Modleing systematic error issue in STAN

Hello,
I have a variable/feature measured which has a systematic error. I want to model its systematic error and estimate/predict true measurement. I modled as below but I am not sure if it is correct. I wonder if I need y here and whether y or x_meas are estimated true measurements.
I also tried to get loo (fit) but got an error regarding log-lik. Here is my code:




stan_code <- "
data {
  int<lower=0> N;         // number of observations
  real x_meas[N];         // measurements of x
  real<lower=0> tau;      // measurement noise (standard deviation)
  real y[N];              // observed outcomes
}

parameters {
  real x[N];              // unknown true values of x
  real mu_x;              // prior location parameter for x
  real<lower=0> sigma_x;  // prior scale parameter for x
  real alpha;             // intercept for model y
  real<lower=0> sigma;    // standard deviation of residuals
}

model {
  // Priors
  mu_x ~ normal(0, 10);   // prior for mu_x
  sigma_x ~ normal(0, 10); // prior for sigma_x
  
  // Prior for x
  x ~ normal(mu_x, sigma_x);
  
  // Measurement model
  x_meas ~ normal(x, tau);
  
  // Model for y
  y ~ normal(alpha, sigma);
}

generated quantities {
  real log_lik_x_meas[N];
  real log_lik_y[N];
  real log_prior = normal_lpdf(mu_x | 0, 10) + normal_lpdf(sigma_x | 0, 10);
  real x_pred[N];
  real y_pred[N];
  
  for (n in 1:N) {
    // Log-likelihood for measurement model
    log_lik_x_meas[n] = normal_lpdf(x_meas[n] | x[n], tau);
    
    // Log-likelihood for y model
    log_lik_y[n] = normal_lpdf(y[n] | alpha, sigma);
    
    // Predictive distribution for x
    x_pred[n] = normal_rng(mu_x, sigma_x);
    // Predictive distribution for y
    y_pred[n] = normal_rng(alpha, sigma);
  }
}
"
y <- d$hb
n <- length(x_meas)
x_meas<-x_meas 


tau <- 0.7                  # example measurement noise

# Data to be passed to the Stan model

stan_data <- list(N = n, x_meas = x_meas,tau = tau,
                  y=y)

fit <- stan(file = "custom_model.stan", data = stan_data, iter = 100000, chains = 6,init=0, 
            control = list(adapt_delta = 0.99, max_treedepth = 15),cores=future::availableCores())
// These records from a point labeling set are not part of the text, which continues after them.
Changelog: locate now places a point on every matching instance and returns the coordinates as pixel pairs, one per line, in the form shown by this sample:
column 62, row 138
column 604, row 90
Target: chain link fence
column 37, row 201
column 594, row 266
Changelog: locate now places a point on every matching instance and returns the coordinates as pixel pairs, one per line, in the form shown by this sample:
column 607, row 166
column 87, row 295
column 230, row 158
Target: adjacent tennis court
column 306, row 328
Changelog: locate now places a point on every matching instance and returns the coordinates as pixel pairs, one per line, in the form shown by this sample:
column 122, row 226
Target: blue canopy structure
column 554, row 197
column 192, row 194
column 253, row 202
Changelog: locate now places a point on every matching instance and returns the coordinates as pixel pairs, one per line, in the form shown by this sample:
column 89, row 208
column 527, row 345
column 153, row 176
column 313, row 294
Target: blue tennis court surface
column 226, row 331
Do I need y variable here as I only model the systematic error?

What you’re doing is correct, but not really useful because the models for x and y are entirely separate right now. That is, you could drop everything containing y and still get the same results for x. Hence, the true values for x are entirely informed by the measured values (and to some extent by the prior).

If you can specify the relation between y and the true values for x (see the docs for an example), then the estimates for the true values of x will be driven both by the measured values of x and by the association with the observed outcomes y. This works even better if you are also able to include the relationship between the mismeasured x and other features.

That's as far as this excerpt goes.